Although this may be inappropriate for this thread, I have to ask if you have any opinion on just how common code that ran at peak fp rate was on the 360. The CPU always seemed extremely top heavy in terms of peak fp vs. general code performance and overall capabilities. But then, my coding experience is from chemical science as opposed to games.
If (close to) 30% of CPU cycles were spent in tight, full rate loops, then you are obviously forced to find other ways to achieve your results, if on the other hand it was typically on the order of 5%, then the lack of strong SIMD capabilities per se are not necessarily a big deal when porting.
I never really saw any utilization statistics.

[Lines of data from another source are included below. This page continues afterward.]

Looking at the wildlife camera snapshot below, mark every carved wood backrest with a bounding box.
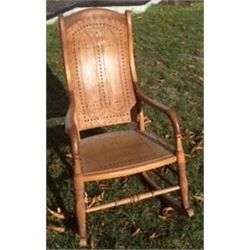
[59,8,136,130]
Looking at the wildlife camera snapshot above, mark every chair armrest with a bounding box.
[135,87,181,136]
[65,91,79,157]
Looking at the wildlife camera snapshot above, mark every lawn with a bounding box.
[47,3,203,249]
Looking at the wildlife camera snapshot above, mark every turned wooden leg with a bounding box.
[74,178,87,247]
[177,136,194,217]
[74,155,87,247]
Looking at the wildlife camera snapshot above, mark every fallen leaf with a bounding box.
[149,230,167,240]
[131,227,141,237]
[193,195,204,203]
[144,116,151,125]
[47,226,65,233]
[187,64,195,69]
[89,240,97,249]
[47,208,65,220]
[65,153,73,159]
[161,207,175,218]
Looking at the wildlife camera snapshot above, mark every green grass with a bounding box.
[47,4,203,249]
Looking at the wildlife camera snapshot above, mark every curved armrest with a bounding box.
[135,87,181,136]
[65,91,79,157]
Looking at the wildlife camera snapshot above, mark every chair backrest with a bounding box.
[59,8,136,130]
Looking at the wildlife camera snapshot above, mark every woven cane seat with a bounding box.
[80,131,176,180]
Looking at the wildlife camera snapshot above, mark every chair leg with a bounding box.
[74,178,87,247]
[177,161,194,217]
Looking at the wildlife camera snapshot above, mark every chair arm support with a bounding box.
[135,87,181,136]
[65,91,79,158]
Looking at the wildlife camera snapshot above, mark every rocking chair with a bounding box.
[59,8,193,247]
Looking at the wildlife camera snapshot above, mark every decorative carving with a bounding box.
[64,14,136,129]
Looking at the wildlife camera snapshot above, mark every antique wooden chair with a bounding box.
[59,8,193,246]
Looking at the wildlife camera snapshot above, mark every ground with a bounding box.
[47,3,203,249]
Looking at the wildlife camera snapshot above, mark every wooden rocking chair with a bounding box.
[59,8,193,246]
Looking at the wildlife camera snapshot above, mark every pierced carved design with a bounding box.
[67,15,136,129]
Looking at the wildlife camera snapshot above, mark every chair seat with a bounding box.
[80,131,176,181]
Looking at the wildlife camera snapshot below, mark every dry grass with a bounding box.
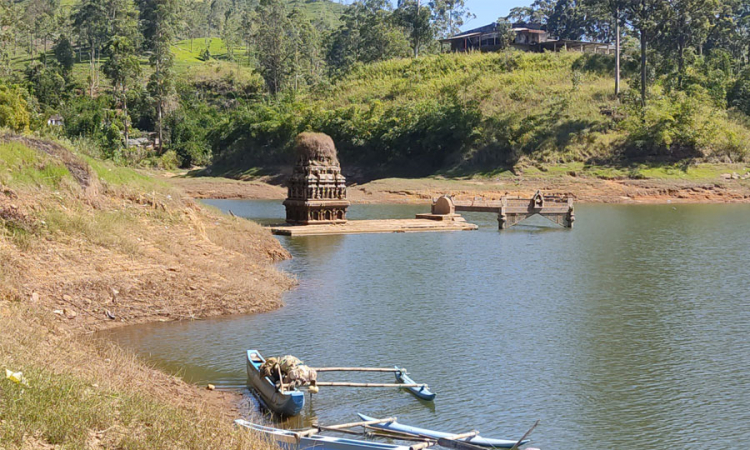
[0,301,280,449]
[0,135,292,450]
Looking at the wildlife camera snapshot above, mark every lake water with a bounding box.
[107,200,750,450]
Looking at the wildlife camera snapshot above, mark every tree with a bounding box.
[585,0,625,96]
[326,0,409,76]
[657,0,719,88]
[102,35,141,147]
[72,0,110,98]
[185,0,210,53]
[0,0,17,76]
[138,0,178,152]
[0,84,31,131]
[396,0,435,58]
[289,8,322,91]
[52,35,75,78]
[25,61,65,109]
[255,0,293,94]
[506,0,557,24]
[622,0,666,106]
[430,0,476,37]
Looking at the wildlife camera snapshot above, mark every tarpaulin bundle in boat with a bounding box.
[260,355,318,387]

Those old in-order PPC cores were pathetic in running general purpose code, such as unoptimized game logic code. Memory stall cost was 600 lost cycles, and the CPU didn't have any data prefetch hardware. You had to manually prefect every single cache line (even in linear array accesses) or you suffered 600 cycle penalty for each 128 bytes (that was the cache line size). If you didn't cache optimize your memory access patterns and didn't manually write prefetch, that particular code was running at least 10x+ slower. Another big bottleneck for generic code was LHS stalls. There was no store forwarding hardware. If you accessed a memory location that was recently written, you suffered a ~40 cycle stall. The problem is that common calling conventions write parameters to stack (= memory) and then the function reads them from the stack (= memory) at the beginning. This is a sure way to get LHS stall. Practically every function call caused LHS stall, so people had to inline everything and that killed the instruction cache.

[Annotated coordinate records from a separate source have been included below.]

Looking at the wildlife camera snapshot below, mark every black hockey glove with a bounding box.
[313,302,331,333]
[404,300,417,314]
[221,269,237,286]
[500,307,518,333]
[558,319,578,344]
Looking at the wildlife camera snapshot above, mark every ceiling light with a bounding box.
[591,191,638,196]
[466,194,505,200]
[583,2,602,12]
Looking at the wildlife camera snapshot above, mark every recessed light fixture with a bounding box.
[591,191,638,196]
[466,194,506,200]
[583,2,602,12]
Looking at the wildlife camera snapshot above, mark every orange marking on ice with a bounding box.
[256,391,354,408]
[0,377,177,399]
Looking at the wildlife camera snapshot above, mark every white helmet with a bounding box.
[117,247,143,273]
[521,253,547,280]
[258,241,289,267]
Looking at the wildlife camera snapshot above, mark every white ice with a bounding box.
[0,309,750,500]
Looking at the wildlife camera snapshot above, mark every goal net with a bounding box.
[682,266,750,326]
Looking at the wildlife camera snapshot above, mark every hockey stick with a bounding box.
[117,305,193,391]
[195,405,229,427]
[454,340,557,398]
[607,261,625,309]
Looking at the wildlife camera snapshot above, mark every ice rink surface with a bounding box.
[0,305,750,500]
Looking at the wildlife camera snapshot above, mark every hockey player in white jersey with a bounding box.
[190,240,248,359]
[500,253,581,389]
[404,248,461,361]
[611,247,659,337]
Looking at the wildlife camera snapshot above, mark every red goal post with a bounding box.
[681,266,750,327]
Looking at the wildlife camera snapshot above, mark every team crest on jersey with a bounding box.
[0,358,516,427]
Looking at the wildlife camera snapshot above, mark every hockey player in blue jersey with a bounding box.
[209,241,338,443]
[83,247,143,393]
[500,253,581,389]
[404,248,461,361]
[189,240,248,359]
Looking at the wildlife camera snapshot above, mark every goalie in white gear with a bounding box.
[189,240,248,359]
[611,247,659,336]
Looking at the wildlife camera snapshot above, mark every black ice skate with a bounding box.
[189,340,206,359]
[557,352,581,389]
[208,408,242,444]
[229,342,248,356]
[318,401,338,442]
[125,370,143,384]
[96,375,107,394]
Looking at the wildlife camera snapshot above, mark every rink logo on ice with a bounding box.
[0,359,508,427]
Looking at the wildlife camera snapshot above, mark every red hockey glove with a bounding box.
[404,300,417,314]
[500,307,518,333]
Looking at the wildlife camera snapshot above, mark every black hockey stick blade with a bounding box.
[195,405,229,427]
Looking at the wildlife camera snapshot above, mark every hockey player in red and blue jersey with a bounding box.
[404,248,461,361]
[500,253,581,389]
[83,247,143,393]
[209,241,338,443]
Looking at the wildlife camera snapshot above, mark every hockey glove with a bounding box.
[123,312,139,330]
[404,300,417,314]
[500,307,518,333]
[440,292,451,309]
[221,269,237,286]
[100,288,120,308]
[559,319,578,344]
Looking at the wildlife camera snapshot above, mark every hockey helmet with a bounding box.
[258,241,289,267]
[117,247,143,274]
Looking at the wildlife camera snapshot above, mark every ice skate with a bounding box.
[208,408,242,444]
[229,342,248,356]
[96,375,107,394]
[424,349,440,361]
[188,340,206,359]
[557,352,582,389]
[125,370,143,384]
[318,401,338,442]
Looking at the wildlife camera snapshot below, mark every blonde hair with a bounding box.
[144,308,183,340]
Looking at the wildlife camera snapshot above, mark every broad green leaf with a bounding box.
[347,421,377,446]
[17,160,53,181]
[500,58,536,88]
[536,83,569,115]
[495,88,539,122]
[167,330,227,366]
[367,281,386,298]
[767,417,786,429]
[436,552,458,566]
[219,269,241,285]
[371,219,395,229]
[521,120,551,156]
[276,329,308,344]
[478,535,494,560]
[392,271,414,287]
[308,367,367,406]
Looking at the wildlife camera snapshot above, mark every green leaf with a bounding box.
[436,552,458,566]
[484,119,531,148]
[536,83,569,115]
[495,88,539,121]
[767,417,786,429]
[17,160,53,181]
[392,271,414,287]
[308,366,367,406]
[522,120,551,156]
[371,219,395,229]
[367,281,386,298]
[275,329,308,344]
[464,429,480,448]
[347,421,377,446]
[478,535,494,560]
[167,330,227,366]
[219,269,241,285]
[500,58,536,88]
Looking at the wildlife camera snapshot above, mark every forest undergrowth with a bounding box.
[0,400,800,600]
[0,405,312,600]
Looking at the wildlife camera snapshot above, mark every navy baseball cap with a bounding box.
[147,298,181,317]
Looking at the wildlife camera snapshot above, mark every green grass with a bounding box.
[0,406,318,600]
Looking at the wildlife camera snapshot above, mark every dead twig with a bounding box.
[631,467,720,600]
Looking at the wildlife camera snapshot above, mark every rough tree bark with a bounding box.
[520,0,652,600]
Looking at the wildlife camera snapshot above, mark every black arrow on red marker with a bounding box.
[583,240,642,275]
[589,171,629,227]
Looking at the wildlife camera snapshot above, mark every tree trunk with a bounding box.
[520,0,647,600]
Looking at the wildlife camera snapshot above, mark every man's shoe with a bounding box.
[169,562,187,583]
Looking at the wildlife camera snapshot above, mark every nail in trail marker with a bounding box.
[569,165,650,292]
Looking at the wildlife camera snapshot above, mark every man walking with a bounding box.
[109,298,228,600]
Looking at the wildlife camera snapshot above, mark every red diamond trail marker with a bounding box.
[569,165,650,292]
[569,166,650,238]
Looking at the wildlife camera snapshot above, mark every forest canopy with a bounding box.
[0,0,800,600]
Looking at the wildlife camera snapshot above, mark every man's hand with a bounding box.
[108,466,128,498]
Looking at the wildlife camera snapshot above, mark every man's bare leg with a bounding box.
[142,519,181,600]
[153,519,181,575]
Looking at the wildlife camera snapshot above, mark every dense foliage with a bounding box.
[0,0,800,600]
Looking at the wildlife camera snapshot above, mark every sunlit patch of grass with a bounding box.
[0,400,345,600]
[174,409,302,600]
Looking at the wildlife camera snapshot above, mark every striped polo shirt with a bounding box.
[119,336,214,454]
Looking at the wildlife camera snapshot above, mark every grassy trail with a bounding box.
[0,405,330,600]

Vector code could reach high IPC, but only if you unrolled loops heavily. There was 128 vector registers (per thread, so 256 per core). As said earlier spilling data into stack resulted in 40 cycle LHS stalls, so you had to keep everything in registers. Moving data between scalar registers and vector registers also caused LHS stall, because there was no direct path between the two register files. Data had to move through memory (load->store = stall). You couldn't directly move vector data to scalar register to perform branching. Branching by float/vector data always caused a big stall. The vector pipeline was super deep (12-14 cycles for mad and aos dot product). Because of this, you had to have lots of independent instructions in flight. 2x128 registers made this possible. With no register renaming tight loops were not possible. One unrolled loop iteration had to contain enough independent instructions to use most of the registers to fill the pipelines.
Practically people where forced to separate vectorized code to big unrolled loops and only use vector registers and vector instructions in this chunk of code (to avoid LHS stalls). Mixed vector + scalar code was not efficient at all. So if you wanted to vectorize something, you had to hand write the whole processing function with pure VMX-128 intrinsics. And it had to process lots of data to hide the pipeline latency and the LHS stalls on both sides. So VMX-128 programming was similar to offloading data to GPGPU. But of course had much lower latency, so didn't have to do it asynchronously (and fetch the results back next frame).
We VMX-128 vectorized many things, and so did most studios. We had several threads (such as particle simulation) that were pretty much running pure VMX-128 code. But most of the generic game/engine code was not vectorized at all, and was thus running at very low IPC. I was frequently profiling game/engine code and adding cache hints and fixing the most crucial LHS stalls. Only a small part of the code was vectorized, but quite a big percentage of CPU time was spend in optimized VMX-128 loops. Hard to say any typical numbers since every game is different.
Update:
We had 6 (core locked) threads like most other studios (3 cores with SMT/hyperthreading). It was crucial to have two threads running per core as it was the only way to hide all these long stalls. Each hardware thread had their own register file, so SMT doubled the available registers. Two VMX-128 threads on the same core had in total 256 4-wide vector registers (that's a lot, even by todays standards). So it was definitely possible to keep the long pipelines fed with independent instructions.